Here is a simple example.  Bill
asks, “What are the determinants of a firm having one versus
two or more partnership tracks?”  Using multivariate
regression to predict the tier structure, Bill includes four variables
(i.e., possible determinants) in his model:

    1. Percentage of lawyers in New York .  Single-tier
      status may be influenced by cultural factors that are more common
      in New York. After all, New York still has a disproportionately
      large concentration of single-tier firms.
    2. Firm size.  As a firm gets bigger, a two-tier
      structure can improve the monitoring of nonequity partners and
      reduce admission mistakes into the equity tier.
    3. Profitability.  Lower PPP presumably puts pressure on the
      firm to limit the number of equity partners, thus necessitating
      a non-equity track.
    4. Prestige.  Firms with lower indices of prestige have
      a harder time (a) attracting clients based on firm reputation,
      (b) and recruiting capable associates and laterals. A nonequity
      tier can thus reduce harmful attrition and consolidate the
      power of rainmakers—who might otherwise leave the firm.

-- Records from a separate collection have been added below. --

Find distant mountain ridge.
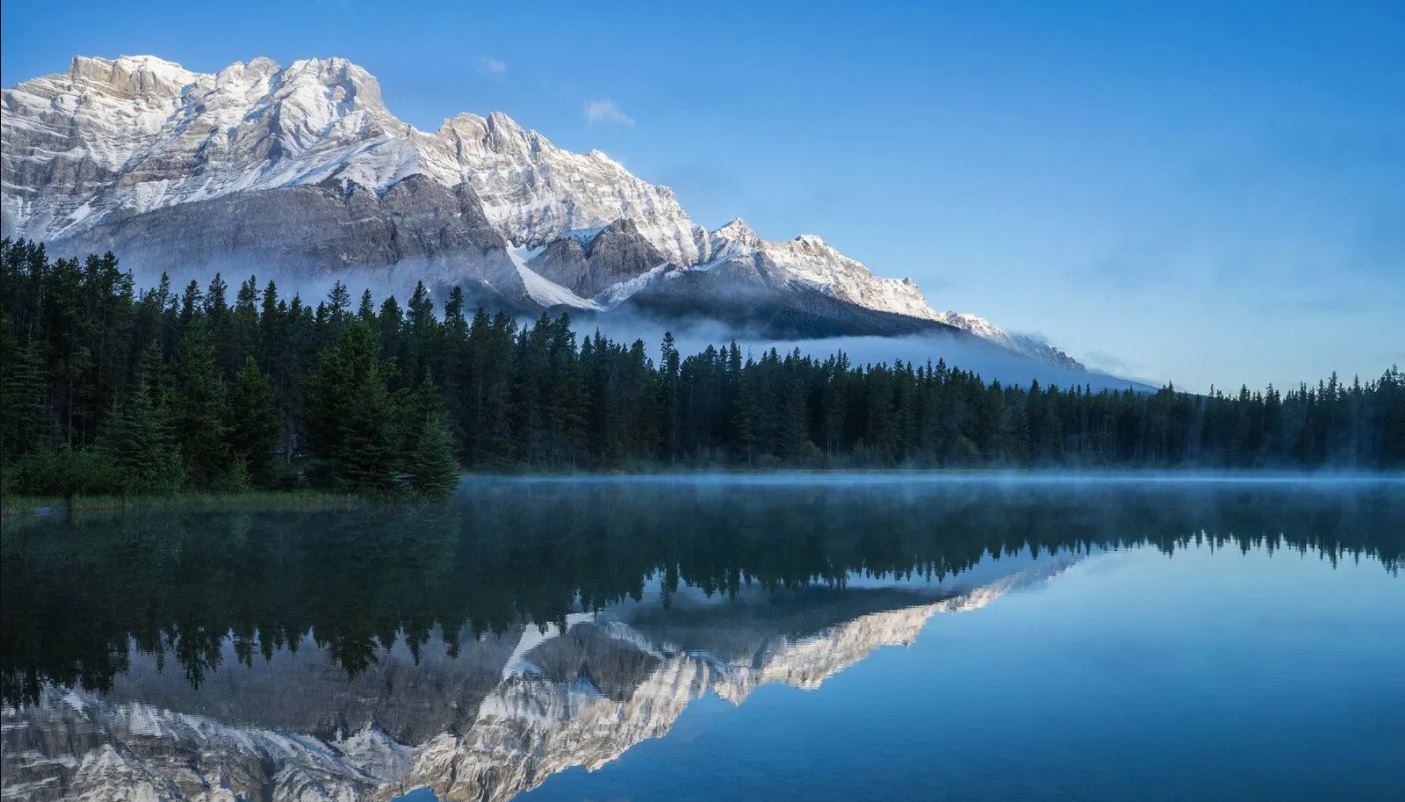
[0,56,1082,368]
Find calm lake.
[0,475,1405,802]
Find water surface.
[0,475,1405,799]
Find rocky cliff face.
[527,219,669,298]
[0,56,1071,367]
[3,559,1068,802]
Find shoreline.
[0,468,1405,521]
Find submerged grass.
[0,490,365,520]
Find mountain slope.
[0,56,1076,367]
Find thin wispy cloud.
[586,100,634,125]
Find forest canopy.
[0,240,1405,497]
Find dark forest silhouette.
[0,240,1405,497]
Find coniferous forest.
[0,240,1405,499]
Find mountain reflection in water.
[0,480,1405,799]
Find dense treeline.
[0,240,1405,496]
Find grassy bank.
[0,490,365,518]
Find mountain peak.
[712,218,762,247]
[64,56,200,98]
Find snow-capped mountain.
[0,56,1071,367]
[939,312,1083,369]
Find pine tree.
[171,317,230,489]
[405,414,459,501]
[225,357,280,482]
[101,351,184,494]
[308,319,398,493]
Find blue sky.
[0,0,1405,390]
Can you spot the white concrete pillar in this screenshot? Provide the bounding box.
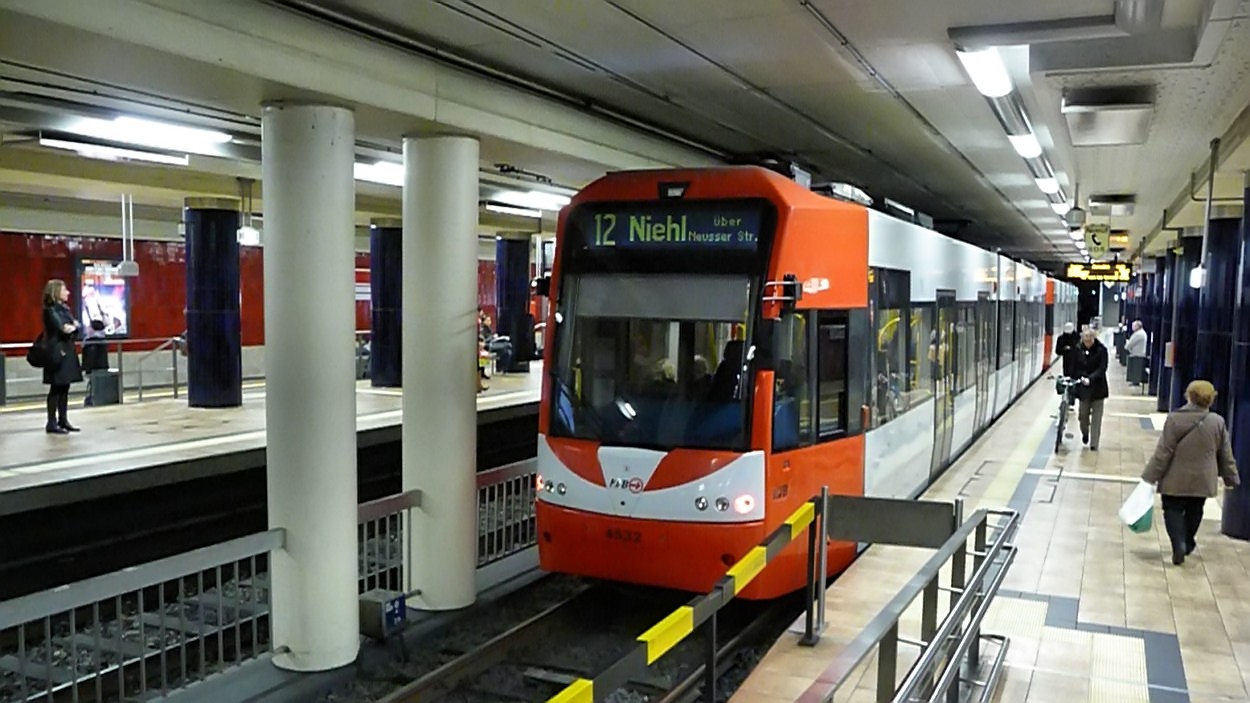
[403,136,478,610]
[261,104,360,672]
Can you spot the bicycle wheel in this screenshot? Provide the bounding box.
[1055,397,1068,452]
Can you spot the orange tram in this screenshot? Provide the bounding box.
[536,166,1076,599]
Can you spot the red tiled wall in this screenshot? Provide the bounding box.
[0,233,495,354]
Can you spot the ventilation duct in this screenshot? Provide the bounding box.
[1060,86,1155,146]
[1089,193,1138,218]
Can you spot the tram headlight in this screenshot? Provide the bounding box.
[734,493,755,515]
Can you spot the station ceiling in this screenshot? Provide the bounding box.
[0,0,1250,268]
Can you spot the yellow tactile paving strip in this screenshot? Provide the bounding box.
[731,360,1250,703]
[0,367,541,477]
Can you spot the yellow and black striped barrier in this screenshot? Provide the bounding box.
[548,499,819,703]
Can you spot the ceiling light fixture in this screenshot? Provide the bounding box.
[486,204,543,219]
[1035,178,1059,195]
[351,161,404,188]
[64,116,234,154]
[491,190,570,211]
[955,46,1013,98]
[1008,131,1041,159]
[39,138,190,166]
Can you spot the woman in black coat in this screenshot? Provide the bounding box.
[44,279,83,434]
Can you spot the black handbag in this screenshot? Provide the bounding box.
[26,333,53,369]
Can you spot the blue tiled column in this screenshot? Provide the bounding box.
[369,220,404,388]
[1220,175,1250,539]
[495,236,534,372]
[183,198,243,408]
[1150,250,1180,413]
[1170,236,1203,408]
[1193,219,1241,415]
[1146,256,1170,395]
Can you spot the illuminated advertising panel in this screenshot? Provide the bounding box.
[78,259,130,338]
[1068,261,1131,283]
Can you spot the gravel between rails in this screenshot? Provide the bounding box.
[320,575,585,703]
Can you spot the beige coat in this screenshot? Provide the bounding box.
[1141,404,1239,498]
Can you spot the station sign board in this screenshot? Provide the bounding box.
[1068,261,1131,283]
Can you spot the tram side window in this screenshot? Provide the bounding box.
[955,303,976,392]
[773,313,813,452]
[816,311,848,440]
[999,300,1015,369]
[908,303,943,408]
[869,268,911,427]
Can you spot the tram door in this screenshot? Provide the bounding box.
[929,290,958,475]
[974,290,995,430]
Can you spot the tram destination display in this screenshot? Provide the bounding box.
[571,201,765,254]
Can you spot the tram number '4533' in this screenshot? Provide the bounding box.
[604,528,643,544]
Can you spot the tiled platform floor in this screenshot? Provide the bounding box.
[0,363,541,493]
[733,362,1250,703]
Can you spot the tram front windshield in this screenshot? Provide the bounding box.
[551,274,751,450]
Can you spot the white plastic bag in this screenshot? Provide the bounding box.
[1120,480,1155,533]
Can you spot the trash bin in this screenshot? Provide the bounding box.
[88,370,121,407]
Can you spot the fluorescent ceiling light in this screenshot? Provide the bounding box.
[235,225,260,246]
[955,46,1011,98]
[486,205,543,219]
[65,116,231,154]
[39,138,190,166]
[1008,131,1041,159]
[491,190,569,210]
[1189,266,1206,288]
[1036,178,1059,195]
[351,161,404,188]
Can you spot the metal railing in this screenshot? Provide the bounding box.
[0,336,186,404]
[356,490,421,593]
[478,459,538,568]
[0,460,536,703]
[356,459,538,593]
[796,494,1020,703]
[135,336,186,402]
[0,529,285,703]
[0,330,373,405]
[548,487,1019,703]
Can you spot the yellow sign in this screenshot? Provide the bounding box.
[1085,224,1111,259]
[1068,261,1131,283]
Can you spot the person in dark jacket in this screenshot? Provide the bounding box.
[1141,380,1240,565]
[1055,323,1081,408]
[1073,329,1111,452]
[44,279,83,434]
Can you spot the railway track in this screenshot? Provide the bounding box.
[0,409,538,600]
[376,585,801,703]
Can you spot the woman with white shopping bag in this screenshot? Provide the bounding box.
[1141,380,1239,564]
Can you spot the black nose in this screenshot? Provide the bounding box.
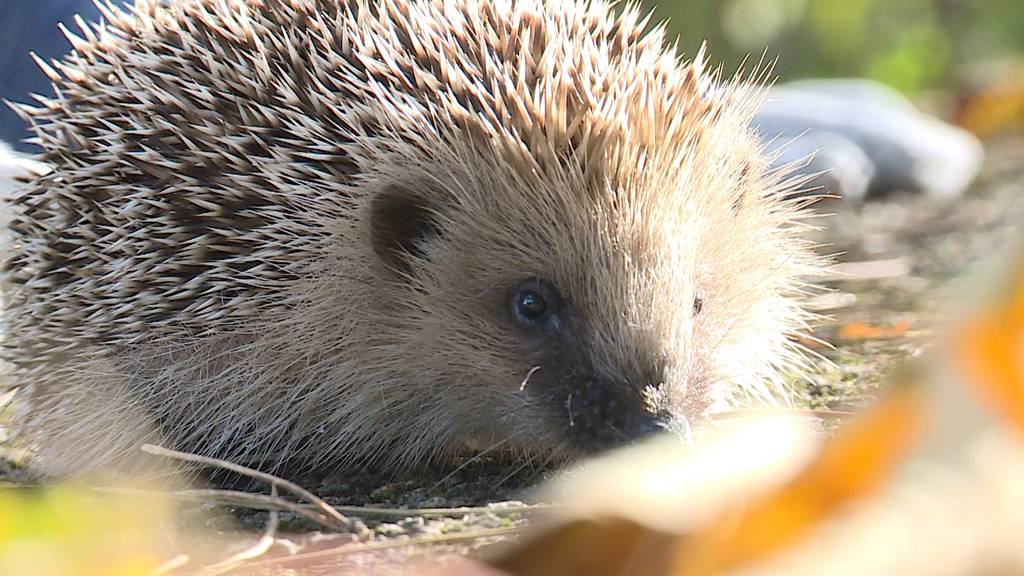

Remarkably, prestige, as measure by
the Vault
rankings
, was the only variable that emerged as a statistically
significant predictor of tier structure (and it is highly statistically
significant—less than a 1 in 20,000 chance that the pattern
occurred by random chance).  The other three theories had
NO empirical support.

So are most lawyers like the disbelieving
scouts in Moneyball?  In the Adam Smith poll on switching to
two-tiers
, the most
common reason for switching to two-tiers is “To retain valuable
associates we would otherwise have had to lose.” 

But what’s driving this perception?  Prestigious
single-tier firms, like Cravath or Sullivan & Cromwell or Covington & Burling,
are—to judge by their behavior—unconcerned
about this cost.  To the contrary!  Another of Bill’s
findings is that, at a very high level of statistical significance,
every rating of "associate satisfaction" (likelihood of staying
two years, "family friendliness" of the firm, transparency of firm
finances, communications with partners, straight talk about career
prospects) is strongly negatively correlated with profits
per partner. 

Or, as one of my correspondents succinctly put
it:  "The more I’d like to be partner at firm X, the less
I could stand being an associate there."  Precisely.

So why does any associate put up with this?  In hopes of winning
the partnership "tournament" in a very prestigious firm.  In
contrast, a less prestigious firm may need a non-equity tier to
mitigate harmful attrition.  The non-equity tier provides more
of a "lifestyle" choice to associates who would wash out of single-tier
firms on quality or productivity grounds, or who simply don’t have
the client-development skills needed in any AmLaw 200 firm.  Why
don’t firms solve the attrition problem simply by promoting all
excellent technicians to equity partner?  Obviously, because
that would upset the firm’s
financial ratios and impair the loyalty of its rainmakers. 

Citing
these dynamics, Bill claims that non-prestigious single-tier firms
are “inherently
unstable,” and thus Bill believes that his
theory explains the massive migration to the two-tier format
over the last two decades.  (In 1985, essentially the entire
AmLaw 100 was single-tier; today, 80% of the [expanded] AmLaw 200
is two-tier.)

So we return to the Moneyball question:  If you agree with
Bill’s theory, let me know.  If you disagree, also let me know—but
tell me what your alternative theory is for the two-tier migration,
and, most importantly, make it comport with the existing data. Professor
Henderson is more than willing to test any alternatives.